In the wake of last year’s referendum, there was plenty of talk about how the decision to leave the European Union will affect Britain’s financial industry. Almost 7 months on, the precise future of London’s financial sector still remains unclear.
The importance of the EU to the capital’s financial industry is undeniable. The financial sector is the UK’s biggest exporting industry, with a £67 billion contribution to the balance of trade. In 2014, exports of financial services to the EU generated a £18.5 billion trade surplus.
London, which has previously been seen as the financial capital of Europe, sees that position under threat. Here’s why communication is key if London wants to remain the European financial powerhouse post-Brexit.
How the financial sector is vital to London’s post-Brexit prosperity
Writing for the New Statesman, Anneliese Dodds has argued that a prosperous financial sector is key if the UK wants to survive a painful divorce from Europe.
The financial sector powers much of the wider European economy, with UK banks providing £1.1 trillion of loans to the EU; financing businesses and households across the continent.
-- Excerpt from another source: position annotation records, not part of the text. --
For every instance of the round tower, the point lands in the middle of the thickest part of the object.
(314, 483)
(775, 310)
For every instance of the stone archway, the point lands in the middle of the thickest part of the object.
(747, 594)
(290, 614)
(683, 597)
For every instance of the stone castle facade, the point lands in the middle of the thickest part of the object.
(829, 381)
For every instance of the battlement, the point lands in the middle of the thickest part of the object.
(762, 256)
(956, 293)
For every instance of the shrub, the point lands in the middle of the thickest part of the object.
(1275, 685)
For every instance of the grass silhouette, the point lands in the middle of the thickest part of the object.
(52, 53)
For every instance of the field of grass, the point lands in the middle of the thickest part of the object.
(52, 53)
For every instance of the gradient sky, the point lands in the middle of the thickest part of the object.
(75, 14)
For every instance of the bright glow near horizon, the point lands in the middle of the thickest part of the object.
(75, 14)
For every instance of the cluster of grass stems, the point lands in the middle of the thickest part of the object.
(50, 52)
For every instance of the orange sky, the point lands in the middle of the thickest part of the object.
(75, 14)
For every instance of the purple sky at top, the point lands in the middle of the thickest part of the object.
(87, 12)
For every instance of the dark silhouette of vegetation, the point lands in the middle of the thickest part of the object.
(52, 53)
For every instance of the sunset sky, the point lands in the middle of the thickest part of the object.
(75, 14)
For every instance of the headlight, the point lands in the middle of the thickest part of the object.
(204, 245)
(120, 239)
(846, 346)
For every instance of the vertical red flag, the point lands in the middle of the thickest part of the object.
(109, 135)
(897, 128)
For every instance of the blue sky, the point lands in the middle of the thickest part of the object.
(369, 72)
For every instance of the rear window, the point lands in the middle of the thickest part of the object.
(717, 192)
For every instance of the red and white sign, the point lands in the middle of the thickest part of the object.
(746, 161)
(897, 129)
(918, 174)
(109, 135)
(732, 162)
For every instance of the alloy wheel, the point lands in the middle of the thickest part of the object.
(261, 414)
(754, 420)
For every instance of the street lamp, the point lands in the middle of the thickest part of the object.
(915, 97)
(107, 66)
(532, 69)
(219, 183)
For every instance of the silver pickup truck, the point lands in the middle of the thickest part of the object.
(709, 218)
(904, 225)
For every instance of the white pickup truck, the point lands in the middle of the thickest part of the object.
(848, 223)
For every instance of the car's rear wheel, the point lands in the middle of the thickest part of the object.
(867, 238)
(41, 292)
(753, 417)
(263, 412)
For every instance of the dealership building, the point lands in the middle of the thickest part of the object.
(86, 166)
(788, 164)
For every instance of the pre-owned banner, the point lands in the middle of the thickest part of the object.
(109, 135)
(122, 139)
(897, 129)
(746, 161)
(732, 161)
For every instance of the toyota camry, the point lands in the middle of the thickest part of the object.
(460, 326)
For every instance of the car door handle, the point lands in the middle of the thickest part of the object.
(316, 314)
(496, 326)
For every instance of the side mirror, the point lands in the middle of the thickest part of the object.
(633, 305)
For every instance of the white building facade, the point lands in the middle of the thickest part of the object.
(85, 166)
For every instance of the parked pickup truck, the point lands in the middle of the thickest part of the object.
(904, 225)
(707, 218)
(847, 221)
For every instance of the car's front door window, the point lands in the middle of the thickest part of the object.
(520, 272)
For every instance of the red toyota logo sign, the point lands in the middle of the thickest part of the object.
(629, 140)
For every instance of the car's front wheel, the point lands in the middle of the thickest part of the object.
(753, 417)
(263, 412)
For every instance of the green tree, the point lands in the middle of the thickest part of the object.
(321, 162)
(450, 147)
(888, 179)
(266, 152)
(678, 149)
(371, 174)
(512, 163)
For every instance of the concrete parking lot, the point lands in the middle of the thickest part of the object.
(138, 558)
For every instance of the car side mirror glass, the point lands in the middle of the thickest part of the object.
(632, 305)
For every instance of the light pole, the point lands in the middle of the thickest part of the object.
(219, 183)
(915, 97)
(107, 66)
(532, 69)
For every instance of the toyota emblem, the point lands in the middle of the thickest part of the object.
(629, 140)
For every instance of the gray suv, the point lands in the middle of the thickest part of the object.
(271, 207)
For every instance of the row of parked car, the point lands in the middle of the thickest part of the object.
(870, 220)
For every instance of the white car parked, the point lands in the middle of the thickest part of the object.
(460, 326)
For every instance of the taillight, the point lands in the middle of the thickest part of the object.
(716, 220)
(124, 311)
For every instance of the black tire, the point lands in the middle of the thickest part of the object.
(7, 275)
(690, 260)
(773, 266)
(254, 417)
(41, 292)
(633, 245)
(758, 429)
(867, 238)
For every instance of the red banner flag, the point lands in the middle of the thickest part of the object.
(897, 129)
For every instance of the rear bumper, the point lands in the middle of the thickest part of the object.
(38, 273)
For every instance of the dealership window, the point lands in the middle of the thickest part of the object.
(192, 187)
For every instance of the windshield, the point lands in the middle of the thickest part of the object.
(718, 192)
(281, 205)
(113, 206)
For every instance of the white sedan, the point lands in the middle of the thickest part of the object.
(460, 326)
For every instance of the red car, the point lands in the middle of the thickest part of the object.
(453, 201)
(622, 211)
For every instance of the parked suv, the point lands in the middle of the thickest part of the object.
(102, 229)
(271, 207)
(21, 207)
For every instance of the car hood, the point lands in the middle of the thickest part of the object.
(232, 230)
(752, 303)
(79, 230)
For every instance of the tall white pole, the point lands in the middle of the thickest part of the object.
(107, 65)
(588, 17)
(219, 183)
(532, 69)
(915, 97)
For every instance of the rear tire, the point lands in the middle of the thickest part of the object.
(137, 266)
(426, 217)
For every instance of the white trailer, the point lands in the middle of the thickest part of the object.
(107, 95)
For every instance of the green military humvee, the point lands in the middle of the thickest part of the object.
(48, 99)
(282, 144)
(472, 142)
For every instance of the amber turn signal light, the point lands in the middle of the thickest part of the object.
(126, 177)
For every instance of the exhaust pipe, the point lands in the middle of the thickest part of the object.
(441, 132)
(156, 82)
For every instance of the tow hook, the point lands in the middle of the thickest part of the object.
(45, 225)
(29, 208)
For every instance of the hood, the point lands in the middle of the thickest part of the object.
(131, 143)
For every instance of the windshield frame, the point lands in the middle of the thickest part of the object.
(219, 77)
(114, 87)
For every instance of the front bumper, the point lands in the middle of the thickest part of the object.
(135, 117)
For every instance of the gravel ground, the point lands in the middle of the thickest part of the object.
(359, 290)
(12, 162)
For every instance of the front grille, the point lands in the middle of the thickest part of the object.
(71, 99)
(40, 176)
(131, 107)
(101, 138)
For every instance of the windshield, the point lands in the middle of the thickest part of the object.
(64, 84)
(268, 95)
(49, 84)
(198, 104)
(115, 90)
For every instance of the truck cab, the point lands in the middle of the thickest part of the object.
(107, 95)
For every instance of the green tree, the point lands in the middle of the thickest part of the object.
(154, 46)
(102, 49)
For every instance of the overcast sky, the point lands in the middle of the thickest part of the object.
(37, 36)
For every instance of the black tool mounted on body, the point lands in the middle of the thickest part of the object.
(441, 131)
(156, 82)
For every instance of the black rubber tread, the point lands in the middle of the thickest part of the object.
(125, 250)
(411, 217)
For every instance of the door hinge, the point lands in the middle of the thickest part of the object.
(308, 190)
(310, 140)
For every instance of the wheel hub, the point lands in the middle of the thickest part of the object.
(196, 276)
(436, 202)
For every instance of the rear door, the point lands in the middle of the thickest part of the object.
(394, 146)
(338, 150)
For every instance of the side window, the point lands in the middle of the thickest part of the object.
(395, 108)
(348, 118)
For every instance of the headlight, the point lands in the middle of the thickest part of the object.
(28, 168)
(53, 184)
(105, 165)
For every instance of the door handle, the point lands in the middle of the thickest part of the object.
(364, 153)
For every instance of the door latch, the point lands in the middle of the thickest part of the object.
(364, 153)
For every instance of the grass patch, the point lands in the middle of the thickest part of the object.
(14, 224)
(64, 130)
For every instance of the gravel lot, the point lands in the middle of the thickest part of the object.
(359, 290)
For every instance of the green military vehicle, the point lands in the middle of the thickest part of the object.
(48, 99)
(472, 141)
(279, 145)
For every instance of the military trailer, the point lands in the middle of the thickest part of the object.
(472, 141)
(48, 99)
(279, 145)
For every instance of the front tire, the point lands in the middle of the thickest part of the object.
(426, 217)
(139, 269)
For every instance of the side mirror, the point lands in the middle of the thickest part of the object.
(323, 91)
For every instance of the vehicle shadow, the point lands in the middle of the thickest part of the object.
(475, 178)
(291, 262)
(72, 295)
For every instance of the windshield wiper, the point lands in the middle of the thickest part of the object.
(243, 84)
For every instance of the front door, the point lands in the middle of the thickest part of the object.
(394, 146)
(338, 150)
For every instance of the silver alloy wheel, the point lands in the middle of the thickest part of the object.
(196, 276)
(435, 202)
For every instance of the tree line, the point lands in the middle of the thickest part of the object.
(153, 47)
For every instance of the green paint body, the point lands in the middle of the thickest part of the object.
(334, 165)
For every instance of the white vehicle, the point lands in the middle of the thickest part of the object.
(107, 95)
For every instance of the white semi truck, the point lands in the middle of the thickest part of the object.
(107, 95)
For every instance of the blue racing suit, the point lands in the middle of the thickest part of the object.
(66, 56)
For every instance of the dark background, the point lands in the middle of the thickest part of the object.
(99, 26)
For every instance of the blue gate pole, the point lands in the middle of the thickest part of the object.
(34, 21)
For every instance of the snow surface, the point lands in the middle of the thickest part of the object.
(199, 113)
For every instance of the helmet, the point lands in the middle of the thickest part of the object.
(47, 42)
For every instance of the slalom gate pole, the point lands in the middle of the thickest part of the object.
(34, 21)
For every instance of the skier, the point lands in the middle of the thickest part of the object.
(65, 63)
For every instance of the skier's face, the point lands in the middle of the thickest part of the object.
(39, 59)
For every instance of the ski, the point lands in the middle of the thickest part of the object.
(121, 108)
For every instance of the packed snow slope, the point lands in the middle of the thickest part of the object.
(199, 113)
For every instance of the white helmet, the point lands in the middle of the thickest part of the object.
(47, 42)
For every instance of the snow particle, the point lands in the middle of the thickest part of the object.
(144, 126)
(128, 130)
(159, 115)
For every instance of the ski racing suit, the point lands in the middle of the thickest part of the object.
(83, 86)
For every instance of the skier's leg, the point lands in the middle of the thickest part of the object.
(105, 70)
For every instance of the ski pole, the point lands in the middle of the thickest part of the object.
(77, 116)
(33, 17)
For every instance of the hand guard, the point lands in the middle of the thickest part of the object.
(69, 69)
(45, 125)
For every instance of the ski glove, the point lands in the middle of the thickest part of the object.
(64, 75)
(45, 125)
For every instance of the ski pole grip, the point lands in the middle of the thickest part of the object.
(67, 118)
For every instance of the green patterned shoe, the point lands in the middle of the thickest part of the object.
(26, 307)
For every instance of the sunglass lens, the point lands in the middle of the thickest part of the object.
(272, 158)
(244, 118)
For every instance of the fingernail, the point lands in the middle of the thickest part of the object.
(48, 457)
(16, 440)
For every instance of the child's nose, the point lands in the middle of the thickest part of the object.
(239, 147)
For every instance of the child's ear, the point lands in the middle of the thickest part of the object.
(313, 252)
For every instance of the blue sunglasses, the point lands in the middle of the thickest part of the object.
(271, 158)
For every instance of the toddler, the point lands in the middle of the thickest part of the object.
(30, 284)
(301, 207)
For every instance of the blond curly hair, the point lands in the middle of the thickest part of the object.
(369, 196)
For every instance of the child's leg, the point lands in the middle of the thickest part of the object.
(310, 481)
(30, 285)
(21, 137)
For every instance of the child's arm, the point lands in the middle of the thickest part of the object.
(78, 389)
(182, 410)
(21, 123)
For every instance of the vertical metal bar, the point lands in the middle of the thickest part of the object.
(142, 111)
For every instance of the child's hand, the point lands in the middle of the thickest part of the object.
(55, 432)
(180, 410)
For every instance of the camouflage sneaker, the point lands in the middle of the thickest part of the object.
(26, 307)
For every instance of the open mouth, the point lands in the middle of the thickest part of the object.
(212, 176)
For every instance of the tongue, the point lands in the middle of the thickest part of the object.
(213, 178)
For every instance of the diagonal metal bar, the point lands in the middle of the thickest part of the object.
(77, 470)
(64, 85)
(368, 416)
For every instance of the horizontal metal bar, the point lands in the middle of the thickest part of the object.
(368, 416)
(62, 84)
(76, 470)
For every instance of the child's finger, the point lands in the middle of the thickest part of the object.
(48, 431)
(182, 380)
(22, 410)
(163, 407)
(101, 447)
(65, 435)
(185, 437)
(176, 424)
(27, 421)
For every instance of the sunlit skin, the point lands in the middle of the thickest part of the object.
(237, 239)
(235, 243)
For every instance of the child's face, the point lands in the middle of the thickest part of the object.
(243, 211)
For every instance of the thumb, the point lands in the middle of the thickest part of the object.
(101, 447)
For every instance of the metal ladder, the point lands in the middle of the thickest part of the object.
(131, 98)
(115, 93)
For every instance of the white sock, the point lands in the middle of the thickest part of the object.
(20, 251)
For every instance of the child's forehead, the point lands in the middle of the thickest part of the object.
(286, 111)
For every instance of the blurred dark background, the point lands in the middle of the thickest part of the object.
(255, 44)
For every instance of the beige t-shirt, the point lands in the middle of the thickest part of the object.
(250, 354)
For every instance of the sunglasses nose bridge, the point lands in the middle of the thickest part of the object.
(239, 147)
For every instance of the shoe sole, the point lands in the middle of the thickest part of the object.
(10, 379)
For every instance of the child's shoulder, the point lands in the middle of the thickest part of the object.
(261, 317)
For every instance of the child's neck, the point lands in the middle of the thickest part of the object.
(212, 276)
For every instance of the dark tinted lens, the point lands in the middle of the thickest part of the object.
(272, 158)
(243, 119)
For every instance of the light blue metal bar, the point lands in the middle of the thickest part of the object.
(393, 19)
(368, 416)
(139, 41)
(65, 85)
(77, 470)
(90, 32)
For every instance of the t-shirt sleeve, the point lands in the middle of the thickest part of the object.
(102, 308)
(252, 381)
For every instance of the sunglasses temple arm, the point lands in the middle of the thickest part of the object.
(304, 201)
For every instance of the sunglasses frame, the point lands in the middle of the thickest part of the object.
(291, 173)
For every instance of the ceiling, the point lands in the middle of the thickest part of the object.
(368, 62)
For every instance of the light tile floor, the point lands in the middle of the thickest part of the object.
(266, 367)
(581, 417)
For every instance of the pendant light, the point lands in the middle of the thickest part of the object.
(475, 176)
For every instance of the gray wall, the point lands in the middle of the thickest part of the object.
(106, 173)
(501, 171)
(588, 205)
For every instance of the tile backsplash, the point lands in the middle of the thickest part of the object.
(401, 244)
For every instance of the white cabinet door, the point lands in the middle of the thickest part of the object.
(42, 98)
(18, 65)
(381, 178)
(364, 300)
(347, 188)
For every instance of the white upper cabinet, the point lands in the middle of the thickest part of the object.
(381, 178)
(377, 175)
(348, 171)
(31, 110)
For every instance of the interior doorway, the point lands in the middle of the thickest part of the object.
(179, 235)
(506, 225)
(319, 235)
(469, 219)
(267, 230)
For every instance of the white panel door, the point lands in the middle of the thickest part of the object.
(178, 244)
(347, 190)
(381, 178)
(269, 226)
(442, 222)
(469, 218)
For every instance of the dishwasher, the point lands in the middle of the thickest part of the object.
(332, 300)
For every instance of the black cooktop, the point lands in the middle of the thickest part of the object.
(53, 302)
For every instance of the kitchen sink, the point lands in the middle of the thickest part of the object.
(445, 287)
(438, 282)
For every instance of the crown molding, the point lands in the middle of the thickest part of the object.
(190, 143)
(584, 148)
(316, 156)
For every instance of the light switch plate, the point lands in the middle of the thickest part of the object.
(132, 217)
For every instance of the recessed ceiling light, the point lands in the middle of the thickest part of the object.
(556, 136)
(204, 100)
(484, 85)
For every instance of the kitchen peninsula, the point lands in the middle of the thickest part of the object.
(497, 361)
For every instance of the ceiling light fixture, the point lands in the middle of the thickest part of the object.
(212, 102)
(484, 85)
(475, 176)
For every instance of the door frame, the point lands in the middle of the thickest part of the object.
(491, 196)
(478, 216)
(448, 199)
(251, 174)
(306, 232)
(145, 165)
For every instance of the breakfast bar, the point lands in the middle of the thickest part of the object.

Maintaining these close ties with the continent is of paramount importance, and communicating in foreign languages is one way of doing just that.
Post-Brexit challenges to the financial industry
Up to now, most global banks have done business in the EU by setting up regulated businesses in the UK and have used London as a gateway to the rest of Europe. London maintained top spot as a centre for business, finance and culture; widening its lead over the rest of the 30 international cities, in a 2016 report by PWC.
The UK is the largest European centre for the management of private equity investments and funds (it is second only to the US in terms of global importance). But could Brexit threaten this, and in turn, the city’s financial sector? It is known that Valerie Pecresse, the head of the wider Paris region, and Gerard Mestrallet, president of France’s finance industry lobby Europlace, are courting London’s banks and financial institutions, with France’s central bank governor François Villeroy de Galhau stating: “If tomorrow Britain is not part of the single market, the City [of London] cannot keep this European passport, and clearing houses cannot be located in London either,” he said.
PWC surmise in their report that: “It remains to be seen what impact the UK’s decision to leave the EU will have on the city. If Brexit has effects on London, they will play out in a process over time in areas like talent mobility, trade and regulation.”
London firms must be able communicate in foreign languages
So how can businesses and financial institutions adapt to Brexit? By becoming increasingly multilingual. Businesses who can operate in more than one language open themselves up to wide array of opportunities that just aren’t available to companies that only conduct business in English. According the the All-Party Parliamentary Group on modern languages (APPG), the UK economy is already losing around £50 billion every year in lost contracts due to lack of language skills.
Unsurprisingly, companies are increasingly reliant on highly skilled translators. London Translations, an agency who specialise in financial translation, argue that “finance businesses need a translation partner who understands finance as well as they understand languages.” That’s why many successful financial translators have degrees in business administration, accounting or economics as well as the necessary qualifications in translation.
It’s not just London’s businesses that will need to translate into foreign languages; it is important that foreign businesses are able to work in English too. For example, French Finance Minister Michel Sapin failed to impress US bankers in a pitch to move their London operations to Paris following Brexit—because he spoke to them in French.
None of the banks present have commented publicly on the meeting, or whether they are likely to move London operations to Paris. However, one unnamed source told the press that the fact the French minister of finance needed an interpreter—unlike the previous finance minister Emmanuel Macron who is fluent in English— was “a negative.”